Two Tennessee brothers attempting to sell antibacterial products at a steep markup have faced a swift backlash since their story went viral over the weekend.
On Saturday, the New York Times reported the case of Matt and Noah Colvin, who drove all over Tennessee and Kentucky buying up bottles of hand sanitizer and other antibacterial goods after the first U.S. case of coronavirus was reported earlier this month.
The pair then started selling the items online, with buyers initially paying between $8 and $70 per bottle of hand sanitizer. The profit was “multiples higher than what he had bought them for,” Matt Colvin told the Times.
“It was crazy money,” Colvin told the Times.
But their plan came to a screeching halt when Amazon blocked sellers from price gouging on products related to the pandemic, including face masks, wipes, and hand sanitizers.
eBay also took measures to prohibit sales in the U.S. of sanitizer and masks.
The brothers now have a garage full of 17,700 bottles of sanitizer.
“It’s been a huge amount of whiplash,” Matt Colvin told the Times. “From being in a situation where what I’ve got coming and going could potentially put my family in a really good place financially to ‘what the heck am I going to do with all of this?’”
Colvin rationalized his efforts by saying he was helping sends supplies to where they were most needed.
Others saw things differently.
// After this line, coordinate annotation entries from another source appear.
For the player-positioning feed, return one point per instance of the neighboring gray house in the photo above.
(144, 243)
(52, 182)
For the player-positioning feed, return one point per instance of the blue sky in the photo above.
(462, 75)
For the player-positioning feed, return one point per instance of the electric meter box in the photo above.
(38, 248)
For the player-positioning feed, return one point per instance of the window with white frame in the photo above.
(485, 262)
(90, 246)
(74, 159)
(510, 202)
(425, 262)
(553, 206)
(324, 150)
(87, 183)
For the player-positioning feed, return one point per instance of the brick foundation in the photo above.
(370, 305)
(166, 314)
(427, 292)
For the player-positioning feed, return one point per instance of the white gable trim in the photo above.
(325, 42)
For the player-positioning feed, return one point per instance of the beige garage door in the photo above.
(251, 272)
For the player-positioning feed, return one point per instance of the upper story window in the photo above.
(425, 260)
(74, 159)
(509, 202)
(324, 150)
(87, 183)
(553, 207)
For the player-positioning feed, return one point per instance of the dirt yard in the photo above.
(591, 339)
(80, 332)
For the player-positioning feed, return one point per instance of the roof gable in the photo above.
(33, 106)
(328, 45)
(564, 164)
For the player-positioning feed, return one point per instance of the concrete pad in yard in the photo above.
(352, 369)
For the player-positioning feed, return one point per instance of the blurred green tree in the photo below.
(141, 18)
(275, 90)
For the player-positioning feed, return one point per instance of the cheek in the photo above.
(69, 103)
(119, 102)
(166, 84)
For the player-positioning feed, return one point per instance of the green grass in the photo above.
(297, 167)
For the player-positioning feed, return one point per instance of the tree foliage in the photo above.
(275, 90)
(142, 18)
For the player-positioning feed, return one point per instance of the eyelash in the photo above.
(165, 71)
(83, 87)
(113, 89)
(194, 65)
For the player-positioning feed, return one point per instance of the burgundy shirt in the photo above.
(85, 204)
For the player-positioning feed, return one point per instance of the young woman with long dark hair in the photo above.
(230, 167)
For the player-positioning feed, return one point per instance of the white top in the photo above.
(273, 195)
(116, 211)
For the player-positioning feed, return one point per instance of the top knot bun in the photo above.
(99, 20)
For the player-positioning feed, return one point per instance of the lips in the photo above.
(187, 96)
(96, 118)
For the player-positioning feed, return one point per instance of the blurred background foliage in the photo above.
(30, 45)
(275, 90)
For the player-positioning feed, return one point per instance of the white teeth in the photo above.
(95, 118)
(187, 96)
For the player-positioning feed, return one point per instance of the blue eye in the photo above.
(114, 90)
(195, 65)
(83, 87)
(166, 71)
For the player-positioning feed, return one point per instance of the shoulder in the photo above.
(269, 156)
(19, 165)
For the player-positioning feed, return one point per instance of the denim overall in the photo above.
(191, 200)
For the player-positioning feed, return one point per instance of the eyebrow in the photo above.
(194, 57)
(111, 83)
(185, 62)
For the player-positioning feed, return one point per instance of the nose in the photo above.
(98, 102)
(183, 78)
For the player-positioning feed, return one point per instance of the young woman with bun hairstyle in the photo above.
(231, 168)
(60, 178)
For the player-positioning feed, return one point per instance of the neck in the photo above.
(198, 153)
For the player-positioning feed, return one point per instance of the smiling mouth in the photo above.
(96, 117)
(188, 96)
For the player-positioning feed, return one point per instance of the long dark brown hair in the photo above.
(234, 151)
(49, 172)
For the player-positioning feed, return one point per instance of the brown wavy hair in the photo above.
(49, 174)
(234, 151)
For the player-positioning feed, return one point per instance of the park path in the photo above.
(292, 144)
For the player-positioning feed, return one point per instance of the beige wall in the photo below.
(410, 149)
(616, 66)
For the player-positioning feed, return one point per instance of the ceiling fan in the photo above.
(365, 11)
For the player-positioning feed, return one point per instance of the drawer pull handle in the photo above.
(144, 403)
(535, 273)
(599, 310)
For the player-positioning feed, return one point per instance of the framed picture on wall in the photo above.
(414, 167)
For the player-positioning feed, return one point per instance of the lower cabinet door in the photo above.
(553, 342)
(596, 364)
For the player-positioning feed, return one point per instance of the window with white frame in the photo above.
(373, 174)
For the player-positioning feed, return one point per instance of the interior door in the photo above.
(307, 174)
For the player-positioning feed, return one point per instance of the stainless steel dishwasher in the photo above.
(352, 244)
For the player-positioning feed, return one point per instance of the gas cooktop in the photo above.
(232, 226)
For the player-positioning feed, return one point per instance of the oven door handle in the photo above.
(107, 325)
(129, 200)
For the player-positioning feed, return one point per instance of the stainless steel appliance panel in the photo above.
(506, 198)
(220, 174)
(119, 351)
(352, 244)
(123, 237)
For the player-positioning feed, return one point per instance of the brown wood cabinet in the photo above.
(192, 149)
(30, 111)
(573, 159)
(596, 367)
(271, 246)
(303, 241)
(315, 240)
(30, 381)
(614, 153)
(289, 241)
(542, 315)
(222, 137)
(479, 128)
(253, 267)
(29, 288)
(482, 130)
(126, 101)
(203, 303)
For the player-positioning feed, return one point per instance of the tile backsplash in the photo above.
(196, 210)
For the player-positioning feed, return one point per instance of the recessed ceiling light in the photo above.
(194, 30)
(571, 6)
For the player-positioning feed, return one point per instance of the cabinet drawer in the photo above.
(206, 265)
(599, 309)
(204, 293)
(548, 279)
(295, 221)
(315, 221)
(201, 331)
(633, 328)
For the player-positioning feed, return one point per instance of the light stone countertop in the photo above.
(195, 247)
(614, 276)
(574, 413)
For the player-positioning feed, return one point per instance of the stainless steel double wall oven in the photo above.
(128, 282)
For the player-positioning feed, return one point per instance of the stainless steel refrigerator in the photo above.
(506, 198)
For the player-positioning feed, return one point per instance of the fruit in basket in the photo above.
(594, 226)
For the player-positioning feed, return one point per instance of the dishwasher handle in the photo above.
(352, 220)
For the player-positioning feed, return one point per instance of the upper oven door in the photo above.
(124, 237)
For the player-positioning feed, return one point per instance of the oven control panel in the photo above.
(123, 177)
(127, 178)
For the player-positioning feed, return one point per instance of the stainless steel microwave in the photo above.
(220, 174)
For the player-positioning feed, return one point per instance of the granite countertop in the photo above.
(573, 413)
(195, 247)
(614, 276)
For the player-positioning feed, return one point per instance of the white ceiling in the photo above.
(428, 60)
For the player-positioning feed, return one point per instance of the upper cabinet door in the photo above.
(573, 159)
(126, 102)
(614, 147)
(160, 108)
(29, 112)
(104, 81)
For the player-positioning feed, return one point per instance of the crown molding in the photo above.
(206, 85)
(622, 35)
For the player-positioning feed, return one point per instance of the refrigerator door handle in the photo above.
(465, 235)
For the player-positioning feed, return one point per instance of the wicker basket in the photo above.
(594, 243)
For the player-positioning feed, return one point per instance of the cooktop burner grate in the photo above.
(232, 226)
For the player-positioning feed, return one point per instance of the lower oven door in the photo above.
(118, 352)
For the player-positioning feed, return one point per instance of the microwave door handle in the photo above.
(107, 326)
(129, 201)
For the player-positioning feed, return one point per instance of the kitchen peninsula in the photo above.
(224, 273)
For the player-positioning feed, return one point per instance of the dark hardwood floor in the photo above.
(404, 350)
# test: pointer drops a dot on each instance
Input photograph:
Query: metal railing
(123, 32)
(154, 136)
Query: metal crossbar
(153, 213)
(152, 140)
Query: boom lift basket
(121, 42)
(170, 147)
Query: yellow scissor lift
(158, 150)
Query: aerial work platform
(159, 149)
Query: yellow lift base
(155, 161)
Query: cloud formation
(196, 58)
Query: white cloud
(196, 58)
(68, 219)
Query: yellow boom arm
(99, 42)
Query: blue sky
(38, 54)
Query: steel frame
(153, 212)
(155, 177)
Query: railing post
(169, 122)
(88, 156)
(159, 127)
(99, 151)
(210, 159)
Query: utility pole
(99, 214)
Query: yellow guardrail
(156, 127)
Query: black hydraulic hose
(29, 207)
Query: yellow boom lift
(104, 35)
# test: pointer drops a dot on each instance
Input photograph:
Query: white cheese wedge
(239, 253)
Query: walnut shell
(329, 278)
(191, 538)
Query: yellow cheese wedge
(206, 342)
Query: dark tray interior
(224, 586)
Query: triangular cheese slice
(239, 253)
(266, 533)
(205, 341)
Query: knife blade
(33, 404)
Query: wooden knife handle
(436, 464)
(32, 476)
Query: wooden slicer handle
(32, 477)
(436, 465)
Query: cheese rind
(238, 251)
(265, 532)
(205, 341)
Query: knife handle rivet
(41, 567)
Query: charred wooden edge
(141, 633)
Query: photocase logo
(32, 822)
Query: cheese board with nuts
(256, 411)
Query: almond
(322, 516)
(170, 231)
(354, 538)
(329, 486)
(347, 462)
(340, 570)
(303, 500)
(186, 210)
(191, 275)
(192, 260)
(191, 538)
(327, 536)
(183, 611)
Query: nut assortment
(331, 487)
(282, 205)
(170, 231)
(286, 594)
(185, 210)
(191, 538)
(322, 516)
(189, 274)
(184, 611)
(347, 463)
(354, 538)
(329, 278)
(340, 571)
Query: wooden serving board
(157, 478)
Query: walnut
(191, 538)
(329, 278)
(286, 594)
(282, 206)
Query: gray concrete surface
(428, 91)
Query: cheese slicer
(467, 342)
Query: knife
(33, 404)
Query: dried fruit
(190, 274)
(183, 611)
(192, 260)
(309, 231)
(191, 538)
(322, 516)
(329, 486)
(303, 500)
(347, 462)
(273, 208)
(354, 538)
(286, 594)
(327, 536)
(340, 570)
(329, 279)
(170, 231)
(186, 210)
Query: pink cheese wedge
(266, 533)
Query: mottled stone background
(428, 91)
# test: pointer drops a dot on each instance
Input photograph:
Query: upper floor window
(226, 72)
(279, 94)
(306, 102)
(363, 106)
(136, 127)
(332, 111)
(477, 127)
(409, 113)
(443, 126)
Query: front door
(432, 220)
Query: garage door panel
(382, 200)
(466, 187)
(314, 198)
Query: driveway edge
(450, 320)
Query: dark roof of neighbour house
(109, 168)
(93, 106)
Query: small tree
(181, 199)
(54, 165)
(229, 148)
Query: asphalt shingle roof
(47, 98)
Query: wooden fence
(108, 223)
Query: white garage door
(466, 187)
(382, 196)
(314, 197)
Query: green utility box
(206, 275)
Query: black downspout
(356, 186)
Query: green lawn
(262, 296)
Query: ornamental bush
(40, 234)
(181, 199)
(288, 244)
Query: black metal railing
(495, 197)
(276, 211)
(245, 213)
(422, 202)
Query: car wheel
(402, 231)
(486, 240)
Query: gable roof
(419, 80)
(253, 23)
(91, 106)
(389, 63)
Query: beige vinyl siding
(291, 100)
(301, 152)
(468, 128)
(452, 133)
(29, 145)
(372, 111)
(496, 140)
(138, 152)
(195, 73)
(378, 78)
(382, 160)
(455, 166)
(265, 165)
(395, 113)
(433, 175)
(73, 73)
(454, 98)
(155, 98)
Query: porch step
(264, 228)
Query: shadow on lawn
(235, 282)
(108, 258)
On social media, their story prompted outrage.
“A mob should go to his garage, take the stuff, and deliver it to hospitals,” one Twitter user wrote.
After the story published, Colvin said he was looking into ways to donate the supplies.
Matt told me he was working with his local church to donate the supplies. The AG's office said investigators looked into the church and it's legitimate.
But it now seems those plans are on hold.
We've updated our story:https://t.co/YPeXEot79a
— Jack Nicas (@jacknicas) March 15, 2020
The government also took notice. On Saturday, the Tennessee Attorney General launched an investigation into the Colvin brothers, dispatching investigators to their homes and issuing a cease-and-desist letter alleging possible deceptive or unfair trade practices.